All that said I'm not broadly opposed to the concept and I've been one of the most consistent supporters of investor-class stake that doesn't participate in the social rewards scheme. Still, the details matter to whether it will work. Again, too many aspects of Steem's economy and consensus rules have been put in place without careful economic and game theory analysis. We need to do better going forward, not continue the same careless methods and wishful thinking that have gotten us to this point.

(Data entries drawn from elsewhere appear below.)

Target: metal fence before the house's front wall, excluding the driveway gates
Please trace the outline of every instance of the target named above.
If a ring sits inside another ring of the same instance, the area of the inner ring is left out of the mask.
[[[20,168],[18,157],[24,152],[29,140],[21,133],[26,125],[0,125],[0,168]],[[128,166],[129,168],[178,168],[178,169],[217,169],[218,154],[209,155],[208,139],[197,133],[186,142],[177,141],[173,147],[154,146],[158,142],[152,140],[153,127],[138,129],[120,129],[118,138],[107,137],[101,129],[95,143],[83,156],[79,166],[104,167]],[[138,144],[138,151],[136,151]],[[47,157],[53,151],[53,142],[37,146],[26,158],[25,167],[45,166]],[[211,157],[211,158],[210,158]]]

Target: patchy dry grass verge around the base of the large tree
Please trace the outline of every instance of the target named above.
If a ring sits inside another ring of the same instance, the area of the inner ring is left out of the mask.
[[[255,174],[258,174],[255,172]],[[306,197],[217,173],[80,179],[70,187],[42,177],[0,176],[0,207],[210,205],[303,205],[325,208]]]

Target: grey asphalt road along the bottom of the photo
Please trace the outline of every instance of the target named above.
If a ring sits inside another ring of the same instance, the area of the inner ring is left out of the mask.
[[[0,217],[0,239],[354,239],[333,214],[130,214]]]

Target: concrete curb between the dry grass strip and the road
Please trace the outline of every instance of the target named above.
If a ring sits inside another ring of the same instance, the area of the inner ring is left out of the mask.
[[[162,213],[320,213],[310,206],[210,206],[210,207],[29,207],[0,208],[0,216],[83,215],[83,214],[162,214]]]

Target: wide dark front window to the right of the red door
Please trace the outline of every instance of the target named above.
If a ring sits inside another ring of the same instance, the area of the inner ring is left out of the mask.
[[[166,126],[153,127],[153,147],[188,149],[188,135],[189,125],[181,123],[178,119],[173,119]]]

also, I'm not 100% sure if we were the original original, but here is my and @snowflake's posts on it from two years ago:
https://steemit.com/steem/@snowflake/guardian-of-the-steem-universe-a-different-perspective-on-the-role-of-whales-within-steem-ecosystem-part-2
https://steemit.com/steem/@timcliff/whales-can-the-community-buy-out-a-portion-of-your-influence
https://steemit.com/steem/@timcliff/update-on-the-whale-buyout-proposal
No, as stated in my reply in the previous comment, this suggestion is a lot simpler in nature.
Edit: found it with the help of @meno!
https://steemit.com/steem/@tcpolymath/a-simple-radical-change-to-steem-that-could-fix-most-of-our-problems
The current reward pool could be devided 50/50 into two PoS/PoB pools.
Let's say Bob is the only one who chooses PoS. He would alone get the 50% of the current reward pool then. Of course it will not really happen, Alice and others would join. At some point ROI in PoS pool would't satisfy Bob any more and he might decide to migrate back to PoB pool. So, some dinamic equilibrium will be found.
The idea is to not incentivize behavior in either way for maximizing profits, but let people choose freely if they care more about ROI or PoB
I didn't plan to intentivise anything, just proposing some solution for this dilemma :
If everyone loves all their stake to passive, we have a much bigger problem. The whole concept of rewarding good content would be wishful thinking then. I don't believe it is.
If everyone loves all their stake to passive- but you don't - then, under my proposal, you alone will distribute 50% of the current reward pool.
Which is a bad thing, because maximizers will switch their stake back and forth depending on profitability, and we wouldn't solve a single current issue.